Workers’ Comp for Federal Employees with COVID-19

Federal employees who develop COVID-19 while performing their jobs are eligible for workers compensation coverage under the Federal Employees’ Compensation Act (FECA)

However, these employees are divided into two groups based on how much public contact their job entails. Someone with a high degree of public contact is classified as high-risk. For a person in a high-risk job: “If the employer supports the claim and that the exposure occurred, and the CA-1 is filed within 30 days, the employee is eligible to receive Continuation of Pay for up to 45 days.” Those in positions not considered high-risk will need to provide evidence that the illness is linked to their work.

COVID-19 Workers’ Compensation FAQs

What if I missed work to recover at home?

The majority of COVID-19 patients recover without hospitalization, with only over-the-counter treatments and rest. In this case, your main financial burden will be lost wages. First, make sure your employer gives you the time off to which you are entitled. Your employer may already supply you with a certain number of paid sick days, and they should not deny you the use of those. In addition, the federal Families First Coronavirus Response Act requires an employer with fewer than 500 employees to give employees two weeks of additional paid sick days. 

Will workers’ compensation cover COVID-19 treatments?

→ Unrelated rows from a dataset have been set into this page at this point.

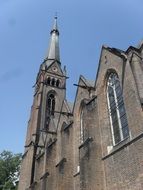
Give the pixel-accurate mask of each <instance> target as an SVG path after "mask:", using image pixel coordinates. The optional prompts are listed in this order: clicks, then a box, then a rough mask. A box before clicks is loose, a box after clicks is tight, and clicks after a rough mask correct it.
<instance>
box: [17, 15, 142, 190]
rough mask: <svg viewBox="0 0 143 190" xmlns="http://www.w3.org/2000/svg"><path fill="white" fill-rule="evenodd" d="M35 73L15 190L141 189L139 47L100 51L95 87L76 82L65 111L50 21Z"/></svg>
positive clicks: (82, 78)
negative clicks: (47, 49) (46, 39)
mask: <svg viewBox="0 0 143 190" xmlns="http://www.w3.org/2000/svg"><path fill="white" fill-rule="evenodd" d="M50 38H51V39H50V44H49V51H48V55H47V57H46V59H45V60H44V61H43V63H42V64H41V66H40V69H39V72H38V75H37V78H36V83H35V92H34V100H33V105H32V108H31V116H30V120H29V122H28V129H27V136H26V143H25V152H24V154H23V159H22V165H21V172H20V180H19V188H18V189H19V190H142V189H143V43H141V44H140V45H139V46H138V47H133V46H130V47H129V48H128V49H127V50H126V51H122V50H119V49H116V48H110V47H105V46H103V47H102V50H101V56H100V60H99V66H98V71H97V76H96V80H95V81H89V80H88V79H86V78H85V77H84V76H80V78H79V81H78V84H77V92H76V97H75V101H74V103H73V104H71V103H69V102H68V101H67V100H66V79H67V75H66V69H65V68H64V69H62V63H61V62H60V53H59V30H58V27H57V18H56V17H55V19H54V26H53V28H52V30H51V37H50Z"/></svg>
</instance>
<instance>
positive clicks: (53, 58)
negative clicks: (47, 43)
mask: <svg viewBox="0 0 143 190" xmlns="http://www.w3.org/2000/svg"><path fill="white" fill-rule="evenodd" d="M50 34H51V39H50V44H49V50H48V55H47V58H46V59H47V60H57V61H59V62H60V49H59V30H58V26H57V16H55V18H54V25H53V28H52V30H51V33H50Z"/></svg>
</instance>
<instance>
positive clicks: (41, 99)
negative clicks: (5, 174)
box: [19, 17, 71, 190]
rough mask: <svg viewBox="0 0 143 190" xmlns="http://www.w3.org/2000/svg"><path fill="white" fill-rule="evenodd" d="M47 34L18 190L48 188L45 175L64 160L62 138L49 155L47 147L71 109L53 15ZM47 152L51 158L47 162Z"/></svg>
mask: <svg viewBox="0 0 143 190" xmlns="http://www.w3.org/2000/svg"><path fill="white" fill-rule="evenodd" d="M50 35H51V37H50V44H49V50H48V53H47V56H46V59H45V60H44V62H43V63H42V64H41V66H40V69H39V73H38V75H37V78H36V83H35V85H34V87H35V92H34V101H33V105H32V107H31V116H30V120H29V122H28V129H27V137H26V145H25V153H24V155H23V160H22V166H21V172H20V182H19V190H25V189H38V190H40V189H43V190H44V189H47V187H46V178H47V176H48V175H49V176H50V174H49V171H50V170H53V168H55V170H56V165H58V162H60V161H61V162H64V161H65V159H64V158H62V156H61V152H62V150H61V144H62V141H61V140H59V141H58V143H57V146H56V152H55V151H53V152H54V153H52V154H50V148H51V147H52V146H53V144H54V143H55V142H56V141H57V136H61V133H59V135H58V130H60V131H61V126H62V125H63V123H68V122H69V123H70V122H71V118H70V112H71V110H70V107H69V105H68V103H67V101H66V92H65V89H66V78H67V77H66V70H65V68H64V69H62V68H61V62H60V50H59V30H58V26H57V17H55V18H54V25H53V28H52V30H51V33H50ZM59 139H60V138H59ZM49 147H50V148H49ZM49 155H50V156H51V158H48V161H47V157H50V156H49ZM47 162H48V163H47ZM47 167H48V168H47ZM50 168H51V169H50ZM55 180H56V179H55ZM54 185H57V184H56V183H54ZM51 186H52V185H51ZM54 188H56V187H53V189H54Z"/></svg>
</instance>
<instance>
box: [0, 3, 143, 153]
mask: <svg viewBox="0 0 143 190" xmlns="http://www.w3.org/2000/svg"><path fill="white" fill-rule="evenodd" d="M142 10H143V1H142V0H116V1H115V0H72V1H67V0H55V1H54V0H0V66H1V69H0V92H1V93H0V104H1V109H0V152H1V151H2V150H4V149H6V150H11V151H13V152H15V153H17V152H23V150H24V148H23V147H24V142H25V136H26V129H27V122H28V120H29V115H30V107H31V105H32V100H33V88H32V86H33V84H34V82H35V79H36V75H37V72H38V69H39V66H40V64H41V63H42V61H43V59H44V57H45V55H46V53H47V49H48V43H49V37H50V36H49V33H50V30H51V27H52V24H53V17H54V15H55V12H58V25H59V30H60V52H61V62H62V66H64V65H66V66H67V71H68V76H69V77H70V78H69V79H68V82H67V98H68V99H69V100H70V101H73V100H74V96H75V90H76V88H75V87H74V86H73V84H74V83H77V81H78V78H79V75H80V74H83V75H84V76H85V77H87V78H89V79H93V80H94V79H95V76H96V69H97V66H98V61H99V56H100V51H101V47H102V45H103V44H106V45H108V46H110V47H116V48H119V49H123V50H125V49H126V48H128V46H130V45H133V46H136V45H137V44H138V43H139V42H140V41H141V40H142V39H143V29H142V18H143V11H142Z"/></svg>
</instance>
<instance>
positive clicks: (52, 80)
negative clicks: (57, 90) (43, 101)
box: [52, 78, 55, 86]
mask: <svg viewBox="0 0 143 190" xmlns="http://www.w3.org/2000/svg"><path fill="white" fill-rule="evenodd" d="M52 86H55V79H54V78H53V79H52Z"/></svg>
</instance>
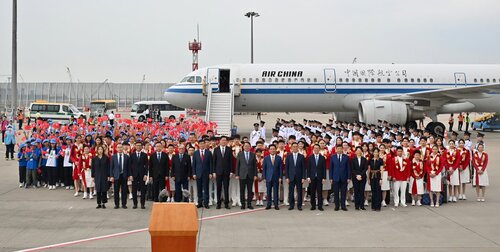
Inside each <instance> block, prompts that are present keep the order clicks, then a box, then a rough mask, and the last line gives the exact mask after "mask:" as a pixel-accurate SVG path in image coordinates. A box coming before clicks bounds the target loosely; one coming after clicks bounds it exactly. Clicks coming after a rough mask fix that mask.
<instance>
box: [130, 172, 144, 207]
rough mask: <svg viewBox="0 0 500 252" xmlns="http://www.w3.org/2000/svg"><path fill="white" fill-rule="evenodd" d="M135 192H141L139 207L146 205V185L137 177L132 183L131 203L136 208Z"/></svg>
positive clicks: (143, 181)
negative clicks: (131, 193)
mask: <svg viewBox="0 0 500 252" xmlns="http://www.w3.org/2000/svg"><path fill="white" fill-rule="evenodd" d="M137 190H139V191H140V192H141V206H144V205H145V204H146V183H145V182H144V179H143V178H141V177H140V176H137V177H135V178H134V179H133V181H132V201H133V202H134V206H137Z"/></svg>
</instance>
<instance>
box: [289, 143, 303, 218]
mask: <svg viewBox="0 0 500 252" xmlns="http://www.w3.org/2000/svg"><path fill="white" fill-rule="evenodd" d="M285 168H286V180H287V182H288V188H289V189H288V202H289V203H290V207H289V208H288V210H293V208H294V206H295V197H294V195H295V193H294V190H295V187H297V209H299V211H302V184H303V183H304V179H305V176H306V164H305V158H304V155H302V154H300V153H299V145H298V144H297V143H295V142H294V143H293V144H292V153H291V154H289V155H288V156H287V157H286V160H285ZM285 197H286V195H285Z"/></svg>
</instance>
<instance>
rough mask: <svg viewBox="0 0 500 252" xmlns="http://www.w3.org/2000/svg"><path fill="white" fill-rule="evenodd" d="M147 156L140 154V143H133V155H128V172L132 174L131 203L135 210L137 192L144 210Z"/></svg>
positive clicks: (133, 207)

In addition to lost wages, expenses related to COVID-19 might include doctor or emergency room visits, ambulance rides, hospital stays, and even treatment for secondary illnesses that arise, such as pneumonia. It is important to keep track of all medical expenses and hospital invoices. In the event that a patient dies from COVID-19, their family could be eligible for death benefits through workers’ compensation.

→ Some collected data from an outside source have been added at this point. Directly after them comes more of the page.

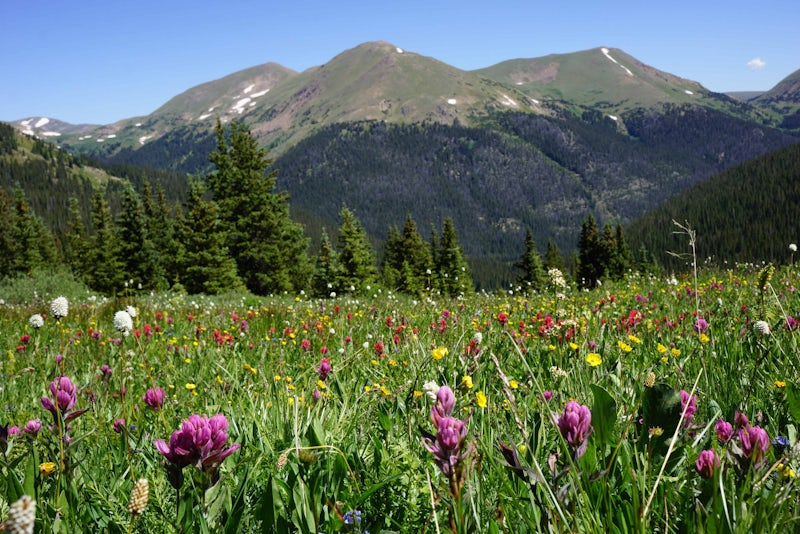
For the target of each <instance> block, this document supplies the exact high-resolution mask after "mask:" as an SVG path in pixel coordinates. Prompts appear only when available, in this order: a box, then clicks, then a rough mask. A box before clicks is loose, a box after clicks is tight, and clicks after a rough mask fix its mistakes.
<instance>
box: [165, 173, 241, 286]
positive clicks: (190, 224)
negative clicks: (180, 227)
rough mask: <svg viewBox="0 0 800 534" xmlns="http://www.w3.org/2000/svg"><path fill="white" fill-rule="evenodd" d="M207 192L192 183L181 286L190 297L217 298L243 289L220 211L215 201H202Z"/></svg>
mask: <svg viewBox="0 0 800 534" xmlns="http://www.w3.org/2000/svg"><path fill="white" fill-rule="evenodd" d="M204 192H205V191H204V188H203V186H202V184H201V183H200V181H199V180H192V182H191V184H190V189H189V198H188V199H187V200H186V218H185V220H184V221H183V226H182V228H181V240H182V244H183V249H184V253H183V269H182V272H183V276H182V277H181V280H180V281H181V284H182V285H183V287H184V288H185V289H186V291H188V292H189V293H191V294H195V293H206V294H211V295H215V294H218V293H222V292H225V291H228V290H236V289H241V288H242V287H243V284H242V282H241V280H240V278H239V276H238V275H237V273H236V262H235V261H234V260H233V258H232V257H231V256H230V255H229V254H228V249H227V247H226V246H225V242H226V236H225V232H224V229H223V226H222V224H221V223H220V220H219V210H218V208H217V205H216V203H215V202H214V201H212V200H206V199H204V198H203V194H204Z"/></svg>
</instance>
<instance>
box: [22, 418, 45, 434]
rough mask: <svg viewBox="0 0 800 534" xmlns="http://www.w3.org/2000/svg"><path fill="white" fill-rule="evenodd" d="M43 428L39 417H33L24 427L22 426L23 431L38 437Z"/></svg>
mask: <svg viewBox="0 0 800 534" xmlns="http://www.w3.org/2000/svg"><path fill="white" fill-rule="evenodd" d="M41 429H42V422H41V421H40V420H39V419H31V420H30V421H28V422H27V423H26V424H25V426H24V427H22V431H23V432H25V433H26V434H30V435H32V436H34V437H36V436H37V435H38V434H39V431H40V430H41Z"/></svg>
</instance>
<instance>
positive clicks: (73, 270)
mask: <svg viewBox="0 0 800 534" xmlns="http://www.w3.org/2000/svg"><path fill="white" fill-rule="evenodd" d="M62 249H63V251H64V252H63V253H64V262H65V263H66V264H67V265H68V266H69V268H70V270H71V271H72V273H73V274H74V275H75V277H76V278H78V279H82V278H83V276H84V273H85V272H86V270H87V268H88V265H89V258H88V255H89V247H88V243H87V235H86V225H85V224H84V223H83V216H82V215H81V205H80V202H78V199H77V198H76V197H70V198H69V215H68V218H67V228H66V231H65V232H64V239H63V244H62Z"/></svg>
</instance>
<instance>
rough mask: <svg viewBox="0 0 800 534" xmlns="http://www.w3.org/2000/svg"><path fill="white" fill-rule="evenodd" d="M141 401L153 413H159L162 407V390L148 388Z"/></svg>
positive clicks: (162, 390)
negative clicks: (143, 402) (142, 402)
mask: <svg viewBox="0 0 800 534" xmlns="http://www.w3.org/2000/svg"><path fill="white" fill-rule="evenodd" d="M142 401H143V402H144V403H145V404H147V405H148V406H149V407H150V408H152V409H153V410H155V411H159V410H160V409H161V407H162V406H163V405H164V390H163V389H161V388H150V389H148V390H147V392H146V393H145V394H144V397H142Z"/></svg>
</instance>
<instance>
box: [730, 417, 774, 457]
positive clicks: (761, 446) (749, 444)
mask: <svg viewBox="0 0 800 534" xmlns="http://www.w3.org/2000/svg"><path fill="white" fill-rule="evenodd" d="M737 437H738V438H739V443H740V446H741V448H742V455H743V456H744V457H745V458H749V459H751V460H753V461H754V462H755V463H758V462H759V461H760V460H761V458H763V456H764V453H765V452H767V450H769V435H767V431H766V430H764V429H763V428H761V427H759V426H747V427H745V428H742V429H740V430H739V432H738V434H737Z"/></svg>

What should I do if I contract COVID-19 on the job?

There are a few things you can do to help support your workers’ comp claim if you believe that you contracted the virus through work.

  • Keep a record of your symptoms and dates.
  • If possible, keep a record of people with whom you had contact in the preceding two weeks.
  • Try to get a COVID-19 test. Tests are not widely available, but you can get one in some places if you meet certain criteria.
  • Keep records of any medical appointments.
  • Notify your employer of your illness promptly. In Florida, you have 30 days.
  • Federal government employees should file Form CA-1, Notice of Traumatic Injury
  • Your employer must notify its insurance company within seven days from when you report your illness.

When should I hire a workers compensation attorney?

It is generally a good idea to have legal help when navigating workers’ compensation, especially in a time where the system is dealing with unprecedented circumstances. You should contact an attorney right away if:

  • Your employer refuses to cooperate.
  • Your claim is denied.
  • The compensation you receive does not cover your expenses and lost wages.
  • You believe that your employer’s negligence contributed to your contracting the illness.
  • You discover that your employer does not carry workers’ compensation insurance.

Due to the complexity of the state’s workplace injury system, it is always advisable to speak with a Florida personal injury attorney who knows the laws and can get you fair compensation.